Does it have a remaining obligation on it? Has it ever been activated? One that was activated at least 30 days and does NOT have a balance due against its TSN would be worth more to me than a new one simply because I could activate it as a month to month, no obligation machine.

Or is it New in Box with original shrink wrapped, never been opened?


----------



## Wexlerbob (Apr 4, 2015)

clay.autery said:


> Does it have a remaining obligation on it? Has it ever been activated? One that was activated at least 30 days and does NOT have a balance due against its TSN would be worth more to me than a new one simply because I could activate it as a month to month, no obligation machine.
> 
> Or is it New in Box with original shrink wrapped, never been opened?


I used both for a year. 
They are not currently activated and are not under any obligation.

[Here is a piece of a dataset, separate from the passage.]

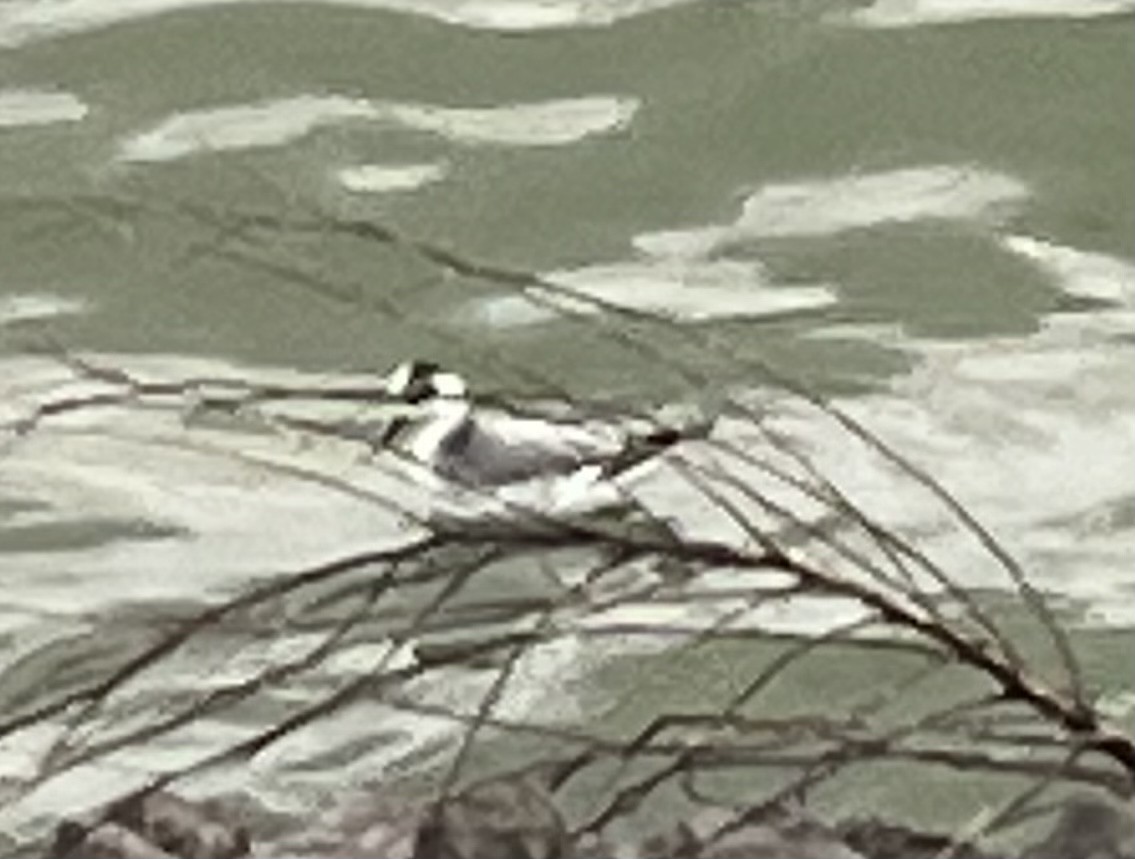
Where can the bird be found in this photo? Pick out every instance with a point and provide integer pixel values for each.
(493, 449)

I made sure when I had them disconnected that they could be sold and the new owner could do as he wished.


----------



## kpfleming (Dec 23, 2003)

You might want to edit the initial post where it says they are 'unused'


----------



## Tony_T (Nov 2, 2017)

Looks like 500GB w/o a plan have been selling for $75-$100 on eBay.
Here's an ebay seach for Sold 500GB Bolts:
tivo bolt in Home DVRs and Hard Drive Recorders | eBay


----------



## jrtroo (Feb 4, 2008)

Criagslist values are far lower than eBay for these boxes. New they are ~190.


----------



## aaronwt (Jan 31, 2002)

Wexlerbob said:


> I have 2 TiVo Bolt 500 that I no longer use.
> I used them for a year, then deactivated both of them.
> I verified they could be sold with no remaining obligation.
> I have been advertising the for $125.
> ...


I had two of the same type as well. I traded the first one in to Amazon this past November. They were offering up to $82. But I only got $61 since I had a bunch of scratches on the top. I still have another one I need to trade it.

The Amazon traded in route was just easier to deal with. Ebay and paypal and shipping take a huge cut from the sale price now. With Amazon they send me a prepaid label, and I quickly get money in Amazon credit. I'm hoping that I can still trade in my second one. Since I should have done it six weeks ago. But I haven't checked to see what the prices are like recently at amazon.

EDIT: Crap!! It looks like they don't list the Bolt anymore as product that can be traded in at Amazon. I knew I should have done it six weeks ago instead of procrastinating.

Although I might try selling it on Amazon. It looks like the used ones are going for around $90. And I can still get payment in Amazon credit. And it's easier to deal with than eBay.


----------



## shwru980r (Jun 22, 2008)

Wexlerbob said:


> I have 2 TiVo Bolt 500 that I no longer use.
> I used them for a year, then deactivated both of them.
> I verified they could be sold with no remaining obligation.
> I have been advertising the for $125.
> ...


Start the bidding at $30 and hope it gets above $50. You might get more if you sell the remote, power supply and hard drive separately.


----------